Earth Deemed Older, Calling Moon Formation Theory into Question.

 

A pair of new studies has helped pin down how long it took Earth to form, breaking down the final barrier of disagreement over the precise timing but creating a problem for the leading theory of the Moon's formation.

 

Earth reached mature size 30 million years after the Sun's birth, the two independent results show. This is in line with the leading theoretical model and most other indicators.

 

However, this is about 70 million years quicker than what was expected by Moon formation theorists. These researchers' computer models have the satellite being carved from a nearly mature Earth by a large impact about 100 million years after the origin of the solar system.

 

Earth is thought to have formed within a large, fairly flat and rotating disk of gas and dust that circled the nascent Sun. Dust coalesced to form rocks, which banged into each other. Some stuck and grew into asteroids and larger objects called proto-planets, a few of which survived to become planets.

 

Nearly all scientists agree on this scenario for building the four inner planets.

 

Yet the method considered to be best suited to determine how long the process took -- it looks at ratios of radioactive hafnium and tungsten in ancient materials -- has in the past resulted in an answer of 60 million years. The two new studies determined that previous tests were in error.

 

The results will be published in the Aug. 29 issue of the journal Nature.

 

One team was led by led by Qingzhu Yin at Harvard University, the other by Thorsten Kleine at the University of Muenster in Germany.

 

"Earth is older than previously thought," Kleine told SPACE.com. "Our data indicate that these collisions caused almost complete melting of Earth resulting in a scenario called magma ocean, in which the Earth was covered by a layer of magma."

 

Both groups reanalyzed the ratios of hafnium and tungsten in meteorites thought to be about as old as the solar system itself.
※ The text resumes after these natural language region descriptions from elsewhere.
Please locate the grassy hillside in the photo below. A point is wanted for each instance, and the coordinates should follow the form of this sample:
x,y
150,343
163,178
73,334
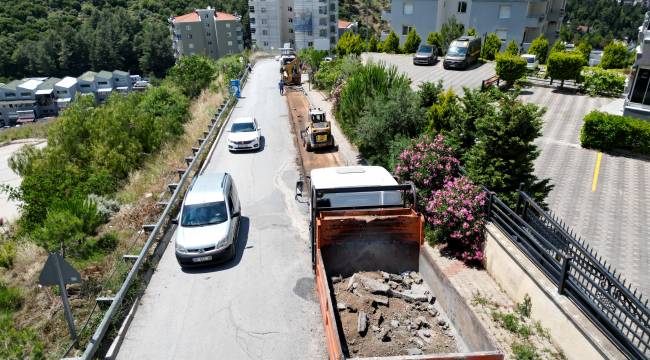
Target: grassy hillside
x,y
366,12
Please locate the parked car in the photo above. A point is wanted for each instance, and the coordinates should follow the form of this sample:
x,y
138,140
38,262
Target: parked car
x,y
426,55
244,134
463,52
209,220
531,61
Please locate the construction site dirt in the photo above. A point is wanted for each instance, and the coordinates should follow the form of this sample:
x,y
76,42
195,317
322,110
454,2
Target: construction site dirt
x,y
298,115
389,315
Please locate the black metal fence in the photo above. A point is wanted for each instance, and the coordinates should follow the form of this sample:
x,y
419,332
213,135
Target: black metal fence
x,y
578,272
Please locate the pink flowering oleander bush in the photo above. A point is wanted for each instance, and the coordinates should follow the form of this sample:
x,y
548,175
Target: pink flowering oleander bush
x,y
429,164
456,213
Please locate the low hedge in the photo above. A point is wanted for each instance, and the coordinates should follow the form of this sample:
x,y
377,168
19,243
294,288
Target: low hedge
x,y
606,132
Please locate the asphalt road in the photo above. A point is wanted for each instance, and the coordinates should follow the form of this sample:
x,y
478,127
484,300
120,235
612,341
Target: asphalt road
x,y
454,79
610,215
263,304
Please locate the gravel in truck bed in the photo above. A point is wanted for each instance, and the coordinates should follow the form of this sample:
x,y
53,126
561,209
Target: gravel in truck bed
x,y
386,314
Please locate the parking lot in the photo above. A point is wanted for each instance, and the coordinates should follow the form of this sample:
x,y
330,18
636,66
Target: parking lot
x,y
610,211
455,79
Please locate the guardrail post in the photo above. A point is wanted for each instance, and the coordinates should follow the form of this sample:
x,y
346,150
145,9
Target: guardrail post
x,y
564,275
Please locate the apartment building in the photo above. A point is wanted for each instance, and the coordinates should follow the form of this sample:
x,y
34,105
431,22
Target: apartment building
x,y
206,32
518,20
31,98
301,23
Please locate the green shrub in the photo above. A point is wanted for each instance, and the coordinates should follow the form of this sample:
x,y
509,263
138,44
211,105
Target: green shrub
x,y
7,254
603,82
565,66
615,56
607,132
10,299
412,42
539,48
435,39
510,67
491,47
391,44
19,344
512,48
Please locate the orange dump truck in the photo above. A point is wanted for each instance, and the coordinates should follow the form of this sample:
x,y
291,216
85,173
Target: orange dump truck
x,y
362,220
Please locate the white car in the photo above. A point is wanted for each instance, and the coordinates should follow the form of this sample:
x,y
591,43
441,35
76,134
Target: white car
x,y
244,134
531,61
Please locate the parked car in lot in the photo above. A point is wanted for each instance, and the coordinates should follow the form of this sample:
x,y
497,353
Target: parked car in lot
x,y
463,52
531,61
426,55
244,134
209,221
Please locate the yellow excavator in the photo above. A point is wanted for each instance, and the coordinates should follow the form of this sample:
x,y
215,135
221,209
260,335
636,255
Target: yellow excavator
x,y
290,66
318,133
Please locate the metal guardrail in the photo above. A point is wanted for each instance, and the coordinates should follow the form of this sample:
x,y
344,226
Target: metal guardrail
x,y
163,220
579,273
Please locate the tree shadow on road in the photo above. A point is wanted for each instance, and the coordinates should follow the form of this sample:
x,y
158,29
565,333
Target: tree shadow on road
x,y
241,245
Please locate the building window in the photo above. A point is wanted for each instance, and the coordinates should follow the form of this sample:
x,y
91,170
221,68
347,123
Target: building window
x,y
462,7
640,93
504,11
408,7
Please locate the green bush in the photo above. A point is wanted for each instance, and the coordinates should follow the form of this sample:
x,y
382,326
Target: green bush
x,y
435,39
350,44
510,67
192,74
539,48
565,66
7,254
491,47
603,82
615,56
512,48
412,42
391,44
605,132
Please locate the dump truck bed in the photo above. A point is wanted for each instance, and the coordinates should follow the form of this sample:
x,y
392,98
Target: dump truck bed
x,y
353,241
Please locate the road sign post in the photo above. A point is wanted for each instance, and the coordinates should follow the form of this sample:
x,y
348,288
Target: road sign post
x,y
57,271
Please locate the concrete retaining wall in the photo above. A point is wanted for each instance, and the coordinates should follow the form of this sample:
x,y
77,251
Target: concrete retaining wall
x,y
569,327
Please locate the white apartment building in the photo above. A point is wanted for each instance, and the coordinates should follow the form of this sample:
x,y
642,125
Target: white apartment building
x,y
301,23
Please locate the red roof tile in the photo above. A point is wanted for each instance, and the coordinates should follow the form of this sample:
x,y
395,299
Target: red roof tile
x,y
224,16
344,24
191,17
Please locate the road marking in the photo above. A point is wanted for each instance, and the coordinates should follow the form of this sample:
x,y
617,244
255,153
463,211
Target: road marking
x,y
596,171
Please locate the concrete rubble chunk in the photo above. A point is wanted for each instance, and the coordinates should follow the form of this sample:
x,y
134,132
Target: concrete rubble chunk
x,y
421,322
380,300
362,322
374,286
425,334
351,281
384,334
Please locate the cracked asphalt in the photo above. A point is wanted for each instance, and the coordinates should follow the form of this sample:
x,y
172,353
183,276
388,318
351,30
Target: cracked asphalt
x,y
262,305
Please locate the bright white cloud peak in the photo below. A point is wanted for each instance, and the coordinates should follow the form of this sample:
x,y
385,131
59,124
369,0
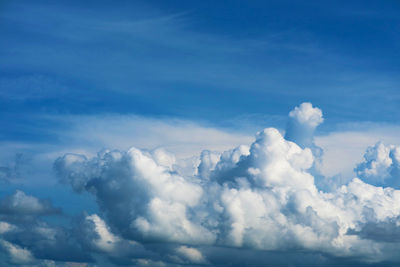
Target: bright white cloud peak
x,y
262,197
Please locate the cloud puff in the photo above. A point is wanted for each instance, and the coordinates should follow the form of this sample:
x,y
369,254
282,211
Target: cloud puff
x,y
302,122
262,197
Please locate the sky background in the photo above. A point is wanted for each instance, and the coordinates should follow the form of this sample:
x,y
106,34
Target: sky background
x,y
82,76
They studied meteorites thought to have come from the asteroid Vesta, along with rock from Earth.

 

Both studies concluded that Earth formed in the first 30 million years of the solar system's existence. Mars, because it is smaller, took about 13 million years to develop, they say. Vesta, meanwhile, seems to have formed within 4 million years, compared to previous estimates of 16 million years.

 

Kleine said the work suggests that the time it takes a planet's core to develop is correlated to the planet's ultimate size. That might seem intuitive, but it hadn't been shown before.

 

That doesn't mean, however, that planet formation is simple.

 

"The situation for the Earth and Mars is complicated because their growth involves absorbing bodies similar to Vesta and then reprocessing the cores within them," says Alastair Cameron of Harvard University and the Lunar and Planetary Laboratory at the University of Arizona.

 

Cameron was not involved in the studies, but he wrote an analysis of them for Nature.

 

Cameron said the new dates might call into question the leading theory of the Moon's formation. That theory holds that about 100 million years after the Sun's birth, the Earth was about 90 percent of its full size and was hit by a single Mars-sized object. The impact kicked up material that went into orbit around the planet and gathered together to become the Moon.

 

More computer simulations of Moon formation might now be required, given the newly suggested time frames, Cameron says. He ought to know. He was on one of two research teams back in the mid-1970s that developed the original idea of the Moon being formed by an impact.